Soap kisses him on street corners and in bars, over coffee and in his pajamas. They sign a single-month lease on a studio apartment before they can really think it through, only knowing that it's nicer to have a real key than a motel room swipe card. One night, Soap gets tipsy off of tequila and presses wet kisses to the edge of Ghost's mouth. 

"This is it," he mumbles. "This is everything."

"Yeah," Ghost nods, holding him close, keeping him steady. "It is."

They wander aimlessly through a fireworks store, although it’s more like a warehouse. There are aisles upon aisles of explosives, all of them created with the singular goal of creating something beautiful. If Soap lingers at every display, running calloused fingers along the edges of cardboard boxes, Ghost doesn’t mention it.

They sleep in the dirt that night, far away from any signs of life in the middle of the desert. Soap sets off little sparklers and less little roman candles, watching wide-eyed as the light displays cast them in technicolor reflection.

“Who needs Death Valley?” Soap mumbles into the skin of Ghost’s shoulder, curled against him to escape the chill of nights in the desert. “I like it here.”

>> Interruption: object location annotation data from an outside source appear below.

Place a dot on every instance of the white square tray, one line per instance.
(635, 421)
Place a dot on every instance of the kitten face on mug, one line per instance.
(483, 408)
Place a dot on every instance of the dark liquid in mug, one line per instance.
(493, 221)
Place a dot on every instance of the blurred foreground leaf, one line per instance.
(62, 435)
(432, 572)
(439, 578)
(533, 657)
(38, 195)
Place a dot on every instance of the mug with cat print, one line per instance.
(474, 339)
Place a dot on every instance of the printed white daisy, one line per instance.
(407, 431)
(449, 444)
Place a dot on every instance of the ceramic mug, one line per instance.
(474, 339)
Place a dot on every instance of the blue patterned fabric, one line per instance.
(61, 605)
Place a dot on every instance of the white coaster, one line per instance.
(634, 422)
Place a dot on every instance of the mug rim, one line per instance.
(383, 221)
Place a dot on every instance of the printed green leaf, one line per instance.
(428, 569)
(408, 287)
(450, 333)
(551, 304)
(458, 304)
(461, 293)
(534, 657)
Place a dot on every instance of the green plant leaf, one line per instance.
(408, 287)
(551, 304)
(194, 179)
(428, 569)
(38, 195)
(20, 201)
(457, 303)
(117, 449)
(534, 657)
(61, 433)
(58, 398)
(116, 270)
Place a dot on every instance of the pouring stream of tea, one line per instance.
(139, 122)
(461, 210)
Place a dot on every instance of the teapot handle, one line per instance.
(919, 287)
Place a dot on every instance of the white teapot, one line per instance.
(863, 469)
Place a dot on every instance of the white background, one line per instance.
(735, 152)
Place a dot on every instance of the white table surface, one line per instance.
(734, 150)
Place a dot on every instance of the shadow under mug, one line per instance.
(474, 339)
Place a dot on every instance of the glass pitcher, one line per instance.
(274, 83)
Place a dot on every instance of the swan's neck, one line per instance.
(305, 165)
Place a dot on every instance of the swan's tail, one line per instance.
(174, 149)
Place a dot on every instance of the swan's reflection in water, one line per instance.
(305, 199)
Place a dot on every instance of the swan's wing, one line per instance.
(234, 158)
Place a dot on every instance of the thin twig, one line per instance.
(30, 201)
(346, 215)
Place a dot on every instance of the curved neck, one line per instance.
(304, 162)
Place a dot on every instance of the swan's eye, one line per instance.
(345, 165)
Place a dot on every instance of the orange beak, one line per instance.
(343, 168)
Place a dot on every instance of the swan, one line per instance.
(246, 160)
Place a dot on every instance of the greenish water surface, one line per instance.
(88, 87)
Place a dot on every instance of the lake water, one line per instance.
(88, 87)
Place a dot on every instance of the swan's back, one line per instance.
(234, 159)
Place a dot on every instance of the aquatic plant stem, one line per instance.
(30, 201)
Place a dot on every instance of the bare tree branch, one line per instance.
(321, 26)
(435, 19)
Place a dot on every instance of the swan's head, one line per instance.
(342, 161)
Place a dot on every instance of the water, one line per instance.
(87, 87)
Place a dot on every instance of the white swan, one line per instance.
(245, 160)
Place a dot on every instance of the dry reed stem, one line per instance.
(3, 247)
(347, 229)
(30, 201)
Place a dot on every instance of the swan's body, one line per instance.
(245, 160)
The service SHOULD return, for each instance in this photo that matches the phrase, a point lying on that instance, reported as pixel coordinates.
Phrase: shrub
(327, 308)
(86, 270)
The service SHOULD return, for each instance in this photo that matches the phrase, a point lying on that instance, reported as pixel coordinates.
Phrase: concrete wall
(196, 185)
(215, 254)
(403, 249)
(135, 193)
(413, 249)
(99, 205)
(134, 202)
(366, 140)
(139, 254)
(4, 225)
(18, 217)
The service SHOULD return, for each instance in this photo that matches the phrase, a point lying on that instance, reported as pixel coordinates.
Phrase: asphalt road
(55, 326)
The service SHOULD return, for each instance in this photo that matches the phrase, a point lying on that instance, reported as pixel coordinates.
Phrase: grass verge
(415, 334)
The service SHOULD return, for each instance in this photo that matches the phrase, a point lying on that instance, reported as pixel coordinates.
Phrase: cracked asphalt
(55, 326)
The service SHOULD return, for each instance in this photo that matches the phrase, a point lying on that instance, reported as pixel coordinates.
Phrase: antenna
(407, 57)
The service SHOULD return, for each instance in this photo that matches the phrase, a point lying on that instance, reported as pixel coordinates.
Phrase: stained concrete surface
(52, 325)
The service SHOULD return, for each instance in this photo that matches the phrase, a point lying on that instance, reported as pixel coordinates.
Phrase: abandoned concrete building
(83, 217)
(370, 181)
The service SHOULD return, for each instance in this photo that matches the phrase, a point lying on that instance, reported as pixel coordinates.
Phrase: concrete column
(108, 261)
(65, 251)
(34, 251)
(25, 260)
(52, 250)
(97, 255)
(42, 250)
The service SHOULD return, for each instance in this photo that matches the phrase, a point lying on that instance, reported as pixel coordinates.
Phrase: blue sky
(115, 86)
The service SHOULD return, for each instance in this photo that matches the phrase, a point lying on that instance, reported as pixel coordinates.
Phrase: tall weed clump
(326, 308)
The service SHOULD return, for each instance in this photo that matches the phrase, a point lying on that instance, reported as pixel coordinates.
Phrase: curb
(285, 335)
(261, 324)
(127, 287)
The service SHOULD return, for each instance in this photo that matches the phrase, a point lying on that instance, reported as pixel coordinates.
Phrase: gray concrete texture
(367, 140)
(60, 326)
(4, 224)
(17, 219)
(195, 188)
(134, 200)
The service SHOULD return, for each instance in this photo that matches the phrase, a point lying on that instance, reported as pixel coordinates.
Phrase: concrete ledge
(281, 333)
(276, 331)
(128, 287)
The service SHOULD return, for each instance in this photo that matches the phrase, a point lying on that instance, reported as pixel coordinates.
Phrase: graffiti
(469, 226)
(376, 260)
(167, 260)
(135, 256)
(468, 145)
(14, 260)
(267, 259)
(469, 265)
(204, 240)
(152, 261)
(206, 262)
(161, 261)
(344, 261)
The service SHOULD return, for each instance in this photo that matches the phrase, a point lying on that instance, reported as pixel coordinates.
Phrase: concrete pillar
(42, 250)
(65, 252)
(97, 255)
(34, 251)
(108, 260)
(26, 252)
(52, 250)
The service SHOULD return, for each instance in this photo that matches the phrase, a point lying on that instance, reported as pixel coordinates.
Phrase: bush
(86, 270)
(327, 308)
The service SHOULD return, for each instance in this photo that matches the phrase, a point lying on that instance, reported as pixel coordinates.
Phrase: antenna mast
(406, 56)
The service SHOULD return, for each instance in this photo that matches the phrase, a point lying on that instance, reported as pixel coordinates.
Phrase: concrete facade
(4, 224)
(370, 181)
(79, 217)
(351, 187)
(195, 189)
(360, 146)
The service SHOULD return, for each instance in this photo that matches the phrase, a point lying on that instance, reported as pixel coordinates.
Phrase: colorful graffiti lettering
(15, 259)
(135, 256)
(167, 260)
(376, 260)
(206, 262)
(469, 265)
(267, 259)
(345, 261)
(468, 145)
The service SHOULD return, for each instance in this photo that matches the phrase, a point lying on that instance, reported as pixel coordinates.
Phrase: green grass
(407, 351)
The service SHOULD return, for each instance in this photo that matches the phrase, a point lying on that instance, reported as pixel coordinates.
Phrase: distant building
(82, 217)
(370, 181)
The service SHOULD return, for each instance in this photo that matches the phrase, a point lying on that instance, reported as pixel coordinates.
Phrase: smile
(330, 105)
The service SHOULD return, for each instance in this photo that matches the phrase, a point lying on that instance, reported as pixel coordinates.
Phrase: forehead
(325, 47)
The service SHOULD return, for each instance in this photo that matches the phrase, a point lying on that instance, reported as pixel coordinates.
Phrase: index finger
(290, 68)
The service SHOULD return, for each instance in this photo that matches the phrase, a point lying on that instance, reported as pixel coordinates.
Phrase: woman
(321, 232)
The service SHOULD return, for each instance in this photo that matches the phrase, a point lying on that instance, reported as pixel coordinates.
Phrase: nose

“Okay,” Ghost breathes, and that’s all the discussion they need.

 


 

Price finds them, because of course he does. If anyone was ever going to find them, on purpose or on accident, it was always going to be John Price.

Ghost looks up from the porch, eyes narrowing as the rented car kicks up dust along their driveway. Price is a little older, a little grayer, but he has the same laughter lines in the corners of his eyes. He has the same knowing smirk on his face when he raises his hand in a wave.

“Come on in,” Ghost calls out. “I’ll make you a drink.”

When Soap comes home that night, Price looks him up and down with a low whistle. “Being dead suits you.”

Soap freezes, locking eyes with Ghost across the kitchen. Ghost shrugs a little helplessly. Price won’t ask them to come back. Price won’t even admit to knowing where they are, but he can’t argue that catching up with him hasn’t been nice. Whatever Soap sees on his face must soothe his fear, because his shoulders collapse, tension draining out of him like water. 

“Yeah,” he grins, only looking at Ghost. “It really does.”